Estimamos el recurso de casación para la unificación de doctrina interpuesto por el INSTITUTO NACIONAL DE LA SEGURIDAD SOCIAL, contra la sentencia de la Sala de lo Social del Tribunal Superior de Justicia de Murcia, de 28 de mayo de 2.002, en el recurso de suplicación nº 427/02, interpuesto frente a la sentencia dictada el 21 de febrero de 2.002 por el Juzgado de lo Social nº 4 de Murcia, en los autos nº 961/2001, seguidos a instancia de D. Matías contra dicho recurrente, la TESORERIA GENERAL DE LA SEGURIDAD SOCIAL y el INSTITUTO NACIONAL DE LA SALUD, sobre prestaciones por incapacidad temporal.
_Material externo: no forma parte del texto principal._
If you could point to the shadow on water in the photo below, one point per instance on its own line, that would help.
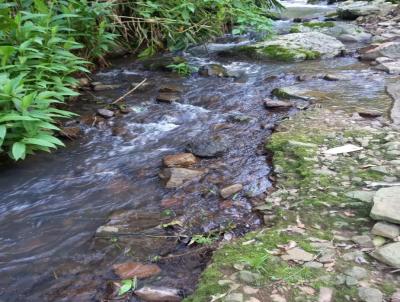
(52, 204)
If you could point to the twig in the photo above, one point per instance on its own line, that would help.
(129, 92)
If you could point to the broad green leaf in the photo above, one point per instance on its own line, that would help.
(3, 131)
(19, 150)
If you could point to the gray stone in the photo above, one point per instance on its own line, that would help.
(269, 104)
(156, 294)
(389, 50)
(368, 294)
(296, 46)
(230, 190)
(249, 277)
(363, 241)
(105, 113)
(234, 297)
(176, 177)
(356, 272)
(297, 254)
(393, 90)
(387, 205)
(388, 254)
(313, 264)
(387, 230)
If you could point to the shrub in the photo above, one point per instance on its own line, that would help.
(40, 45)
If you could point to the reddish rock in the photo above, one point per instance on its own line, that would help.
(134, 269)
(180, 160)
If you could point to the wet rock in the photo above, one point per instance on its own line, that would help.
(171, 202)
(365, 196)
(272, 104)
(363, 241)
(134, 269)
(105, 113)
(249, 277)
(171, 88)
(179, 160)
(234, 297)
(387, 205)
(325, 294)
(389, 50)
(231, 190)
(313, 264)
(388, 254)
(393, 90)
(295, 47)
(70, 132)
(297, 254)
(168, 97)
(350, 10)
(369, 113)
(97, 86)
(396, 297)
(210, 147)
(378, 241)
(368, 294)
(158, 294)
(386, 230)
(213, 70)
(335, 77)
(176, 177)
(357, 273)
(392, 67)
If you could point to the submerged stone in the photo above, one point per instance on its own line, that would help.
(387, 205)
(295, 47)
(388, 254)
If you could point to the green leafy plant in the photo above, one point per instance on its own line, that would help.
(41, 44)
(127, 286)
(202, 239)
(183, 69)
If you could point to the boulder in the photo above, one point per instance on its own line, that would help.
(134, 269)
(368, 294)
(390, 50)
(365, 196)
(351, 10)
(386, 230)
(387, 205)
(388, 254)
(295, 47)
(297, 254)
(230, 190)
(158, 294)
(179, 160)
(345, 32)
(176, 177)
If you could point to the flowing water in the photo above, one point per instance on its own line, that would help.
(52, 204)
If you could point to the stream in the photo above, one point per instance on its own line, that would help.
(52, 204)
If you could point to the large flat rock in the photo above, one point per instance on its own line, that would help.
(393, 90)
(295, 47)
(388, 254)
(387, 205)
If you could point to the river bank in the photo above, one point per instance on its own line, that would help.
(155, 185)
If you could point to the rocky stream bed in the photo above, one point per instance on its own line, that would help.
(271, 175)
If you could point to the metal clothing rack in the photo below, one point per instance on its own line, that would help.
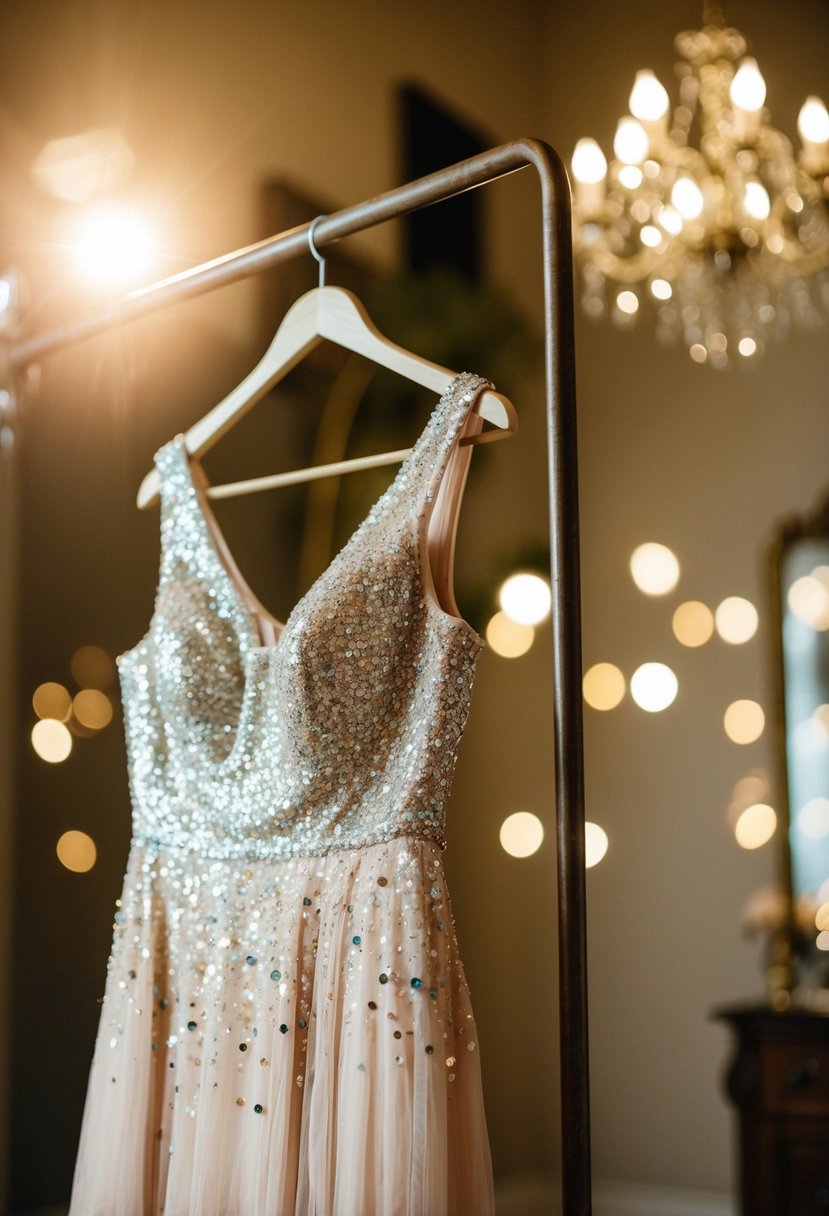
(560, 400)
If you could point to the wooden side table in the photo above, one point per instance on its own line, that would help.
(779, 1082)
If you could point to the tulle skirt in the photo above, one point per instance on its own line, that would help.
(285, 1039)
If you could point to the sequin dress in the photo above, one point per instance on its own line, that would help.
(286, 1028)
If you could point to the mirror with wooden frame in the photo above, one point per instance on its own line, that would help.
(800, 619)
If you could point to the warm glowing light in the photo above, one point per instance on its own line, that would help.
(655, 569)
(627, 302)
(748, 89)
(588, 163)
(522, 834)
(648, 100)
(813, 122)
(507, 637)
(77, 851)
(92, 668)
(114, 245)
(596, 844)
(51, 739)
(756, 201)
(525, 597)
(755, 826)
(693, 623)
(749, 789)
(79, 167)
(687, 198)
(654, 687)
(630, 144)
(812, 820)
(744, 721)
(92, 709)
(736, 620)
(603, 686)
(808, 600)
(51, 699)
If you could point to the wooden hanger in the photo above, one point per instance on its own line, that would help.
(336, 315)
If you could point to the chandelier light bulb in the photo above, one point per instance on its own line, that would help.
(687, 198)
(631, 142)
(748, 89)
(756, 201)
(588, 164)
(649, 100)
(813, 122)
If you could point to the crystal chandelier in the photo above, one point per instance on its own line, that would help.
(706, 212)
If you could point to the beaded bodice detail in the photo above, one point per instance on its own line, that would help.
(345, 731)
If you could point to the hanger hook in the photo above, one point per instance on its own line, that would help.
(311, 245)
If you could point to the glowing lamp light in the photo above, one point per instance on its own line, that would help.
(603, 686)
(51, 699)
(736, 620)
(627, 302)
(748, 89)
(92, 709)
(655, 569)
(588, 163)
(756, 201)
(507, 637)
(693, 623)
(77, 851)
(654, 687)
(755, 826)
(813, 122)
(522, 834)
(596, 844)
(114, 245)
(744, 721)
(649, 100)
(51, 741)
(525, 598)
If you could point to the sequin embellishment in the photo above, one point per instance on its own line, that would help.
(283, 923)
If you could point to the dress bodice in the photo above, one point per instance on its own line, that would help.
(340, 733)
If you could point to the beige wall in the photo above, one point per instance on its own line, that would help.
(216, 99)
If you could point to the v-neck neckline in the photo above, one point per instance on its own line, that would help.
(255, 612)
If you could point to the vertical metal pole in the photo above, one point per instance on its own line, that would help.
(563, 465)
(564, 544)
(10, 291)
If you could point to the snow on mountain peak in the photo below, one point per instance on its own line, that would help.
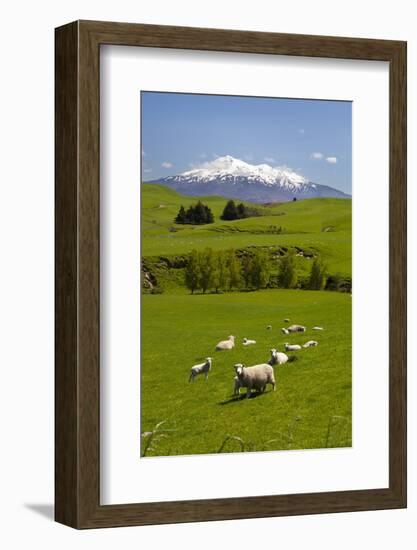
(228, 168)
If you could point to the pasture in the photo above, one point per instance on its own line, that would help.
(311, 407)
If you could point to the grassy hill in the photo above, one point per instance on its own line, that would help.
(321, 225)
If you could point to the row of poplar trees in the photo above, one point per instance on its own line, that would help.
(210, 270)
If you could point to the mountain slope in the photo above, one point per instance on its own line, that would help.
(230, 177)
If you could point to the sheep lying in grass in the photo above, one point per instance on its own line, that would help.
(292, 347)
(310, 344)
(226, 344)
(255, 378)
(247, 342)
(202, 368)
(277, 357)
(296, 328)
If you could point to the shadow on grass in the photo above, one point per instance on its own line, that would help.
(242, 397)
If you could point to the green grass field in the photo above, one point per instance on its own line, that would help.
(323, 225)
(311, 407)
(313, 391)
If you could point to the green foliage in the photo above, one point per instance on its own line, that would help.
(200, 214)
(317, 275)
(287, 276)
(239, 212)
(192, 272)
(260, 270)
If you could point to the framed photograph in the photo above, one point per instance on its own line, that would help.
(230, 274)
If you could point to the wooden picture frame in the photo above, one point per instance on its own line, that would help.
(77, 382)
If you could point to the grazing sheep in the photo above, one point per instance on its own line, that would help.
(292, 347)
(226, 344)
(247, 342)
(237, 385)
(296, 328)
(277, 357)
(310, 344)
(256, 377)
(202, 368)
Casamos la sentencia recurrida, anulando sus pronunciamientos y, resolviendo el debate planteado en suplicación, estimamos el recurso de suplicación interpuesto por el Instituto Nacional de la Seguridad Social y desestimamos la demanda con absolución de los organismos demandados (Instituto Nacional de la Seguridad Social y la Tesorería General de la Seguridad Social).

Devuélvanse las actuaciones y el rollo de suplicación a la Sala de lo Social del Tribunal Superior de Justicia de Murcia ,con la certificación y comunicación de esta resolución.

Así por esta nuestra sentencia, que se insertará en la COLECCIÓN LEGISLATIVA, lo pronunciamos, mandamos y firmamos.

PUBLICACIÓN.- En el mismo día de la fecha fue leída y publicada la anterior sentencia por el Excmo. Sr. Magistrado D. Aurelio Desdentado Bonete hallándose celebrando Audiencia Pública la Sala de lo Social del Tribunal Supremo, de lo que como Secretario de la misma, certifico.